The centres, at Kupwara, Kishtwar and Udhampur, are meant to strengthen the cancer-care facilities at the district level.
In 2013, the Ministry for Health and Family Welfare, Government of India, had sanctioned the release of Rs 47.25-crore Non-Recurring Grant for the establishment of the centres.
The purpose of TCCCs was to decentralise cancer treatment and provide quality services to the people in the peripheral areas.
The centres will have full-fledged departments of medical oncology, surgical oncology, and radiation oncology.
However, the state is yet to begin work on the projects.
Director health services, Kashmir, Dr Saleem Ur Rehman said, “We have sent the tender drawings to Bhabha Atomic Research Centre (BARC). We are waiting for their response and then only we can start the further process.”
He said that once they receive confirmation, they would send the proposal to the government of India.
Except Regional Cancer Centre at SKIMS, there are no other hospitals where cancer patients can go.
Many patients prefer going outside the state for treatment.
In 2017 alone, RCC at SKIMS, Soura, registered 4,500 new cases.
The follow up patients in the centre are 70,439 and 2,368 patients have gone through radiotherapy.
In 2016, around 4000 patients were registered in the centre.
Dr Mohammad Maqbool Lone, Head of the Oncology department at SKIMS, said there was a need of more cancer centres in the state. “Every year, cancer is increasing slowly here. There is a yearly 7 per cent increase in cancer in the state,” he said.
“We are receiving patients from all districts of the state.
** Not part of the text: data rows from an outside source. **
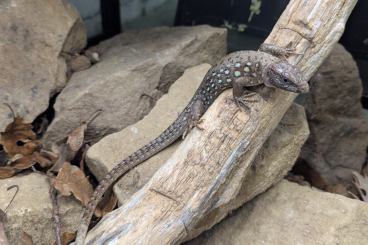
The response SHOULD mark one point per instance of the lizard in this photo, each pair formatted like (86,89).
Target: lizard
(238,70)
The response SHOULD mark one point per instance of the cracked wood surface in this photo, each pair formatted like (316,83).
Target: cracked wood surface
(208,168)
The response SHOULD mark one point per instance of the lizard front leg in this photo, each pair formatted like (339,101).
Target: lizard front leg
(197,111)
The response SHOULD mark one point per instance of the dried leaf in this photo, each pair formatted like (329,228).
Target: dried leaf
(25,239)
(360,183)
(18,138)
(24,163)
(341,188)
(105,206)
(4,157)
(3,219)
(3,226)
(73,181)
(67,237)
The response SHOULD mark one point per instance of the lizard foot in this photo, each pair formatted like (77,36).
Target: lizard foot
(241,101)
(193,124)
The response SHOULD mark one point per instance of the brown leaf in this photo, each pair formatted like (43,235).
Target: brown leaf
(341,188)
(360,183)
(24,163)
(104,206)
(18,138)
(25,239)
(3,227)
(72,180)
(67,237)
(4,157)
(66,154)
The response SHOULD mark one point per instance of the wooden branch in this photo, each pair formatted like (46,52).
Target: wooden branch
(201,175)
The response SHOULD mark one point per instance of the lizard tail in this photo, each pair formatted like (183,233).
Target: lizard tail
(166,138)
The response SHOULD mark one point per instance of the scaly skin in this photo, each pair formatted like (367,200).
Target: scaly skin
(238,70)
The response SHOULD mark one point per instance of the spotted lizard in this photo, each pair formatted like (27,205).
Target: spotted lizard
(238,70)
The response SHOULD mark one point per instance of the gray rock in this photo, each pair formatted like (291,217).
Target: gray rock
(31,210)
(339,130)
(112,149)
(32,35)
(135,67)
(291,214)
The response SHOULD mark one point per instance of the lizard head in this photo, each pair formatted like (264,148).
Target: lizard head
(284,76)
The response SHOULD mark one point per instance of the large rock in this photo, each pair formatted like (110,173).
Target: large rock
(339,130)
(32,35)
(112,149)
(134,67)
(291,214)
(272,163)
(31,210)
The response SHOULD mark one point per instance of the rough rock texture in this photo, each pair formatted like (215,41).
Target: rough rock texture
(135,67)
(32,35)
(276,157)
(112,149)
(292,214)
(339,130)
(269,166)
(31,209)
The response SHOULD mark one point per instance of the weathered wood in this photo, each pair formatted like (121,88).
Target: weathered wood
(201,174)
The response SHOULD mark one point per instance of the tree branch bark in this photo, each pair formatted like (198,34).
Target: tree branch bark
(200,176)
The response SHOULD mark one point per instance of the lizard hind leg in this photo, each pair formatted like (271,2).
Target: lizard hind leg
(197,110)
(243,96)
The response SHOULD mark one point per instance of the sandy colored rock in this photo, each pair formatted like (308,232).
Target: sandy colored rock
(276,157)
(339,129)
(108,152)
(80,63)
(292,214)
(31,210)
(135,68)
(32,35)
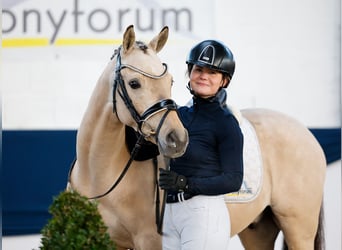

Around, 95% of the patients in Jammu and Kashmir visit SKIMS for treatment. It will be better if government opens more centres in the state.”
“As per the population of the state we need more centres in different districts where trained oncologists can treat the patients,” he said.
Mohammad Aslam, a patient from Kupwara at the hospital said that he has to cover long distance to reach SKIMS for therapies.
“If government would open more centres, it will help poor patients like me.”
Another patient from north, Jabeena Bano said she has to go outside the state thrice a year for treatment.
“We do not have good facilities here, so I go outside.”